I am new to Scala programming, I want to generate random number with 15 digits, So can you please let share some example. I have tried the below code to get the alpha number string with 10 digits.

  var ranstr = s"${(Random.alphanumeric take 10).mkString}"
  print("ranstr", ranstr)

Answer 1

You need to pay attention to the return type. You cannot have a 15-digit Int because that type is a 32-bit signed integer, meaning that it's maximum value is a little over 2B. Even getting a 10-digit number means you're at best getting a number between 1B and the maximum value of Int .

Other answers go in the detail of how to get a 15-digits number using Long . In your comment you mentioned between , but because of the limitation I mentioned before, using Int s will not allow you to go beyond the 9 digits in your example. You can, however, explicitly annotate your numeric literals with a trailing L to make them Long and achieve what you want as follows:

Random.between(100000000000000L, 1000000000000000L)

Notice that the documentation for between says that the last number is exclusive.

If you're interested in generating arbitrarily large numbers, a String might get the job done, as in the following example:

import scala.util.Random
import scala.collection.View

def nonZeroDigit: Char = Random.between(49, 58).toChar
def digit: Char = Random.between(48, 58).toChar

def randomNumber(length: Int): String = {
  require(length > 0, "length must be strictly positive")
  val digits = View(nonZeroDigit) ++ View.fill(length - 1)(digit)
  digits.mkString
}

randomNumber(length = 1)
randomNumber(length = 10)
randomNumber(length = 15)
randomNumber(length = 40)

Notice that when converting an Int to a Char what you get is the character encoded by that number, which isn't necessarily the same as the digit represented by the Int itself.

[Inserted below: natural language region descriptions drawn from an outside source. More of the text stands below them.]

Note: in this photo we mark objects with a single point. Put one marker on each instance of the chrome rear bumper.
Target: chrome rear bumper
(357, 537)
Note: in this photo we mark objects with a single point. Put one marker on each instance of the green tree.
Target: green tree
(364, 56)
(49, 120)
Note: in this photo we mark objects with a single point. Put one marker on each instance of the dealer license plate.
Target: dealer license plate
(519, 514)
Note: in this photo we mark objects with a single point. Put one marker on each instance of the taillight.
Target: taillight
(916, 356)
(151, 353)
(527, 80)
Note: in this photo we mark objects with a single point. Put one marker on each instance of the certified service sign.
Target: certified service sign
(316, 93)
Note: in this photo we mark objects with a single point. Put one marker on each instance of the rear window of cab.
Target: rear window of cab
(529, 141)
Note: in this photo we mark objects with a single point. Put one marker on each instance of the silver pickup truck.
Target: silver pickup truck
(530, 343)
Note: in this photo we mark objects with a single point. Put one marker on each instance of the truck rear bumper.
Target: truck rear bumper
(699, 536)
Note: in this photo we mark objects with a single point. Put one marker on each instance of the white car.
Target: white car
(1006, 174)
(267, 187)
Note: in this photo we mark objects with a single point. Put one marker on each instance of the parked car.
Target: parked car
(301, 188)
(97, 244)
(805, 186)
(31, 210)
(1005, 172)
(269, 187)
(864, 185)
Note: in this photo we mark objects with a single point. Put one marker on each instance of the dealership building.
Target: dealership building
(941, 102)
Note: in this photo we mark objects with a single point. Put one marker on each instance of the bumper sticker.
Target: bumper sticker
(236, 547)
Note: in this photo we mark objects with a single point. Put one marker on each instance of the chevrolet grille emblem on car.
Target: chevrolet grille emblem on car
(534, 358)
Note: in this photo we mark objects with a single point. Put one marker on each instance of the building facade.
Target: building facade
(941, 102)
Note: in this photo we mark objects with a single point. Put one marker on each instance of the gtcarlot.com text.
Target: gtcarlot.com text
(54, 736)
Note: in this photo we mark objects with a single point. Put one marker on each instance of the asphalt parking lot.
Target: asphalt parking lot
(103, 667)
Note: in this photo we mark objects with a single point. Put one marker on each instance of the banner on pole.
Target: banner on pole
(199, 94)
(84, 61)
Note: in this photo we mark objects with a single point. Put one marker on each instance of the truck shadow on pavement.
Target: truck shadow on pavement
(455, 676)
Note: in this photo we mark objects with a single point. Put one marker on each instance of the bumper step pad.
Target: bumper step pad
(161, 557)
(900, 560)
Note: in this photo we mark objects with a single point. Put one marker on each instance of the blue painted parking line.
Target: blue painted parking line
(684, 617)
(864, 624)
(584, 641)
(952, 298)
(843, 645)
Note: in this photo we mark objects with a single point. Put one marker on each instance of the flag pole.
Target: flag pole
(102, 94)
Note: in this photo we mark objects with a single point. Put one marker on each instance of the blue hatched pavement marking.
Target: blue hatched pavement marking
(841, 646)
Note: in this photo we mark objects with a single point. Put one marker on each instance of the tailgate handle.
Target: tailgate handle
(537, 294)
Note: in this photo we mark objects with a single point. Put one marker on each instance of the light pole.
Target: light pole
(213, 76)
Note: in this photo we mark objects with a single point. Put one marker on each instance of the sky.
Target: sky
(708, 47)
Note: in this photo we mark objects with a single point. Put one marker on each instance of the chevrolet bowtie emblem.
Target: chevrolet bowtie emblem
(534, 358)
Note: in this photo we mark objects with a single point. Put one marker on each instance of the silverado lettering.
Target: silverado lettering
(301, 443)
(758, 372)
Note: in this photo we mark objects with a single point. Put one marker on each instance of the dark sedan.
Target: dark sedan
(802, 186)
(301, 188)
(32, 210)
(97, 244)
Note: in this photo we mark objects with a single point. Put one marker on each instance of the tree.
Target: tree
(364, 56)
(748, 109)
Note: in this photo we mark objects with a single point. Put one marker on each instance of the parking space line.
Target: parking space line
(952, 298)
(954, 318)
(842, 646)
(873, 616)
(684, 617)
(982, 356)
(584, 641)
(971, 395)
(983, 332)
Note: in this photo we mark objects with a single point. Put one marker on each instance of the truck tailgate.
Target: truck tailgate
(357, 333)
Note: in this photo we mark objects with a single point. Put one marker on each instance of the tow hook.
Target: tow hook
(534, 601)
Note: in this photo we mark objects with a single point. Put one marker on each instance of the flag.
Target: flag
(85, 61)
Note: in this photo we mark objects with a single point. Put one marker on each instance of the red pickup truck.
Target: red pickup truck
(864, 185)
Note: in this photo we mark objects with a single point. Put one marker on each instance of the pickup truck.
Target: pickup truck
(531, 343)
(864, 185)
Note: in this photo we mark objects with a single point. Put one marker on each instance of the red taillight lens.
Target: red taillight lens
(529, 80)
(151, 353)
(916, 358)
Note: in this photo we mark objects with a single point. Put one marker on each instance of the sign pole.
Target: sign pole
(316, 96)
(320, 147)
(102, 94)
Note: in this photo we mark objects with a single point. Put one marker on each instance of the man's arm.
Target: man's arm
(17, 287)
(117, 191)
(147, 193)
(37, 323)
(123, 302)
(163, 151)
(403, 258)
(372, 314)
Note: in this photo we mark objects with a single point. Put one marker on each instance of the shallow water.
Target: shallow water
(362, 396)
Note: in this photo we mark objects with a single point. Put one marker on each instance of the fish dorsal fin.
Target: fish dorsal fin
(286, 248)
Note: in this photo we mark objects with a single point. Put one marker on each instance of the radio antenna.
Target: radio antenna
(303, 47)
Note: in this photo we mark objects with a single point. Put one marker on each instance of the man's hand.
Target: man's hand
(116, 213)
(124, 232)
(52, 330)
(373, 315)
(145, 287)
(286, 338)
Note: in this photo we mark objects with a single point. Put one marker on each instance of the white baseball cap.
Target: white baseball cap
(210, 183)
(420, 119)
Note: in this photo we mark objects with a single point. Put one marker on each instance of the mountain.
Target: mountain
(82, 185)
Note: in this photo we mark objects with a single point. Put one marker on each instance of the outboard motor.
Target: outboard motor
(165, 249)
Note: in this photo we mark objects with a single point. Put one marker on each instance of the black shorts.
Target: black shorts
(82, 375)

The numbers you see in the functions from the ASCII table (odds are it's good enough for what you want to do).

If you really need a numeric type, for arbitrarily large integers you will need to use BigInt . One of its constructors allows you to parse a number from a string, so you can re-use the code above as follows:

import scala.math.BigInt

BigInt(randomNumber(length = 15))
BigInt(randomNumber(length = 40))

You can play around with this code here on Scastie .

Notice that in my example, in order to keep it simple, I'm forcing the first digit of the random number to not be zero. This means that the number 0 itself will never be a possible output. If you want that to be the case if one asks for a 1-digit long number, you're advised to tailor the example to your needs.

Answer 2

A similar approach to that by Alin's foldLeft , based here in scanLeft , where the intermediate random digits are first collected into a Vector and then concatenated as a BigInt , while ensuring the first random digit (see initialization value in scanLeft ) is greater than zero,

import scala.util.Random
import scala.math.BigInt

def randGen(n: Int): BigInt = {
    val xs = (1 to n-1).scanLeft(Random.nextInt(9)+1) { 
        case (_,_) => Random.nextInt(10) 
    }
    BigInt(xs.mkString)
}

To notice that Random.nextInt(9) will deliver a random value between 0 and 8 , thus we add 1 to shift the possibble values from 1 to 9 . Thus,

scala> (1 to 15).map(randGen(_)).foreach(println)
8
34
623
1597
28474
932674
5620336
66758916
186155185
2537294343
55233611616
338190692165
3290592067643
93234908948070
871337364826813

Answer 3

In scala we have scala.util.Random to get a random value (not only numeric), for a numeric value random have nextInt(n: Int) what return a random num < n. Read more about random

First example:

    val random = new Random()
    val digits = "0123456789".split("")
    var result = ""
    for (_ <- 0 until 15) {
      val randomIndex = random.nextInt(digits.length)
      result += digits(randomIndex)
    }
    println(result)

Here I create an instance of random and use a number from 0 to 9 to generate a random number of length 15

Second example:

    val result2 = for (_ <- 0 until 15) yield random.nextInt(10)
    println(result2.mkString)

Here I use the yield keyword to get an array of random integers from 0 to 9 and use mkString to combine the array into a string. Read more about yield

Answer 4

There a lot of ways to do this.

The most common way is to use Random.nextInt(10) to generate a digit between 0-9. When building a number of a fixed size of digits, you have to make sure the first digit is never 0.

For that I'll use Random.nextInt(9) + 1 which guaranteees generating a number between 1-9 and a sequence with the other 14 generated digits, and a foldleft operation with the first digit as accumulator to generate the number:

  val number =
    Range(1, 15).map(_ => Random.nextInt(10)).foldLeft[Long](Random.nextInt(9) + 1) {
      (acc, cur_digit) => acc * 10 + cur_digit
    }

Normally for such big numbers it's better to represent them as sequence of characters instead of numbers because numbers can easily overflow. But since a 15 digit number fits in a Long and you asked for a number, I used one instead.